Vertrauen ist die Oase in deinem Herzen, in dem die Karawane des Denkens niemals ankommen wird.

Khalil Gibran

GEDULD MACHT SICH BEZAHLT

Die Wohnung ist unaufgeräumt, als ich müde nach Hause komme. Egal! Ich bin einfach nur froh, endlich daheim zu sein.

Die Woche war lang und das letzte Wochenende so voll.

‚Gott sei Dank: Freitag! – Und an diesem Wochenende sind wir einfach nur daheim. Nichts! Oh, wie gut!‘, denke ich.

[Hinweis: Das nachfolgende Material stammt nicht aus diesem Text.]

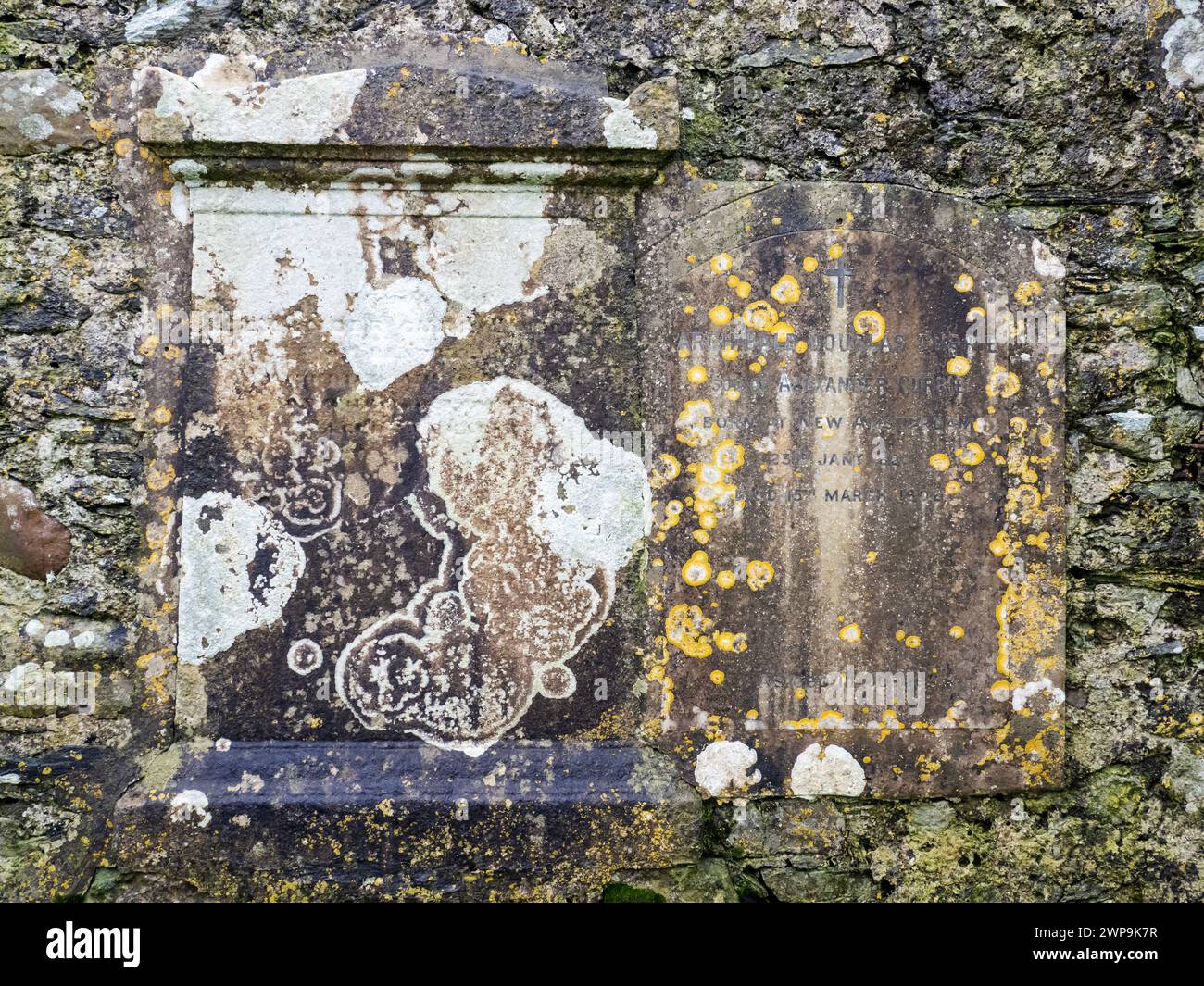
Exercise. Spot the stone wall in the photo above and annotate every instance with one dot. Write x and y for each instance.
(1079, 120)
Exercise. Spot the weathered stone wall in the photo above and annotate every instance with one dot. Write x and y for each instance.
(1080, 120)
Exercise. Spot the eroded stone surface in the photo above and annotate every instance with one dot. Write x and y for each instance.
(40, 112)
(855, 385)
(31, 542)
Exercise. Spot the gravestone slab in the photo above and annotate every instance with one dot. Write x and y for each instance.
(858, 568)
(396, 478)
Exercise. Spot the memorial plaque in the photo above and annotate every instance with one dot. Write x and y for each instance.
(858, 565)
(402, 497)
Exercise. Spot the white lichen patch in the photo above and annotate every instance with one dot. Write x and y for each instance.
(191, 805)
(826, 770)
(1022, 694)
(392, 330)
(324, 251)
(622, 129)
(1046, 261)
(302, 109)
(171, 16)
(536, 517)
(227, 588)
(723, 768)
(1184, 44)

‚Wie es Mama nun wohl geht? Ich werde Gabriela nachher mal anrufen.‘

Alle waren wir letzten Samstag da. Und Mama mittenmang dabei. Sie hatte Wünsche, ob nicht der dies und jener das mitnähme, und gleichzeitig hat sie völlig losgelassen. Sie saß in all dem Trubel in ihrem Gartenstuhl im Chaos und hat ihre Kinder genossen – hat geschehen lassen, was geschehen musste. Sie schaute uns dabei zu, wie wir in den Zeugnissen ihres Lebens wühlten. Letztlich ging alles erstaunlich schnell. Jeder hat irgendetwas sortiert. Immer wieder wurde gefragt: „Hat jemand Interesse an …?“

Alle waren wir nervös. In jedem lebten tausend Fragen und Erinnerungen und vor allem die große Frage, ob das denn nun wirklich stattfindet, was wir da gerade tun? Alle haben wir dazu geschwiegen, so effektiv und konzentriert wie möglich gearbeitet. Keine unnötigen Diskussionen – nicht heute, auf keinen Fall. Und am Ende waren es nur noch zwei große leere Schränke und Diverses für den Sperrmüll. Alexander kümmert sich darum und wird auch die Wohnung weißeln. Stephan schreibt die Kündigung und natürlich hoffen wir, einen Nachmieter zu finden.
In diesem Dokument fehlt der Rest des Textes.